Learning audio and image representations with bio-inspired trainable feature extractors
Article Sidebar
Citacions a Google Acadèmic
Main Article Content
Since when very young, we can quickly learn new concepts, and distinguish between different kinds of object or sound. If we see a single object or hear a particular sound, we are then able to recognize such sample or even different versions of it in other scenarios. As an example, if one sees a iron chair and associates the object to the general concept of “chairs”, he will be able to detect and recognize also wooden or wicker chairs. Similarly, when we hear the sound of a particular event, such as a scream, we are then able to recognize other kinds of scream that occur in different environments. We continuously learn representations of the real world, which we then use in order to understand new and changing environments.
In the field of pattern recognition, traditional methods typically require a careful design of data representations (i.e. features), which involves considerable domain knowledge and effort by experts.

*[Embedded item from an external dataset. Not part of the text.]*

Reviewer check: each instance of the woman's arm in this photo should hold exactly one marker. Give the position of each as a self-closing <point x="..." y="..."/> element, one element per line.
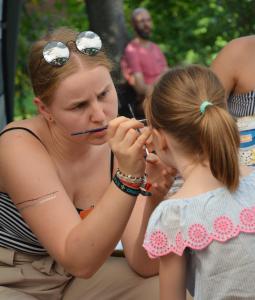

Recently, approaches for automated learning of representations from training data were introduced and based on popular deep learning techniques and convolutional neural networks (CNN). Representation learning aims at avoiding engineering of hand-crafted features and providing automatically learned features suitable for the recognition tasks. In this work, we proposed novel trainable filters for representation learning in audio and image processing. The structure of these filters is not fixed in the implementation but rather configured directly from single prototype patterns of interest [4].
In the context of audio processing, we focused on the problem of audio event detection and classification in noisy environments, also in cases where the signal to noise ratio (SNR) is null or negative. We released two data sets, namely the MIVIA audio events and the MIVIA road events data sets, and obtained baseline results (recognition rate of about 85%) with a real-time method for event detection based on the bag of features classification scheme [3, 2].
We designed novel trainable feature extractors, which we call COPE (Combination of Peaks of Energy), that are able to detect specific constellations of energy peak points in time-frequency representations of input audio signals [8]. The particular constellation of energy peaks to be detected by a COPE feature extractor is determined in an automatic configuration process performed on a given prototype sound. The design of COPE feature extractors was inspired by some functions of the cochlea membrane and the inner hair cells in the inner auditory system, which convert the sound pressure waves into neural stimuli on the auditory nerve.
We proposed a method that uses COPE feature extractors together with a classification system to perform real-time audio event detection and classification, also in cases where sounds have null and negative SNR. The performance results (recognition rate over 90%) that we obtained on several benchmarking data sets for audio events detection in different contexts are higher than state-of-the-art approaches.
In the second part of the work, we introduced B-COSFIRE filters for detection of elongated and curvilinear patterns in images and apply them to the delineation of blood vessels in retinal images [1, 6]. The B-COSFIRE filters are trainable, that is their structure is automatically configured from prototype elongated patterns. The design of the B-COSFIRE filters is inspired by the functions of some neurons, called simple cells, in area V1 of the visual system, which fire when presented with line or contour stimuli. A B-COSFIRE filter achieves orientation selectivity by computing the weighted geometric mean of the output of a pool of Difference-of-Gaussians (DoG) filters, whose supports are aligned in a collinear manner. Rotation invariance is efficiently obtained by appropriate shiftings of the DoG filter responses.
After configuring a large bank of B-COSFIRE filters selective for vessels (i.e. lines) and vessel-endings (i.e. line-endings) of various thickness (i.e. scale), we employed different techniques based on information theory and machine learning to select an optimal subset of B-COSFIRE filters for the vessel delineation task [5, 7]. We considered the selected filters as feature extractors to construct a pixel-wise feature vector which we used in combination with a classifier to classify the pixels in the testing image as vessel and non-vessel pixels. We carried out experiments on public benchmarking data sets (DRIVE, STARE, CHASE DB1 and HRF data sets) and the results that we achieved are higher than many existing methods.
We studied the computational requirements of the proposed algorithms in order to evaluate their applicabilityin real-world applications and the fulfillment of real-time constraints given by the considered problems. The MATLAB implementation of the proposed algorithms are publicly released for research purposes.
This work contributes to the development of algorithms for representation learning in audio and imageprocessing and promotes their use in higher-level pattern recognition systems.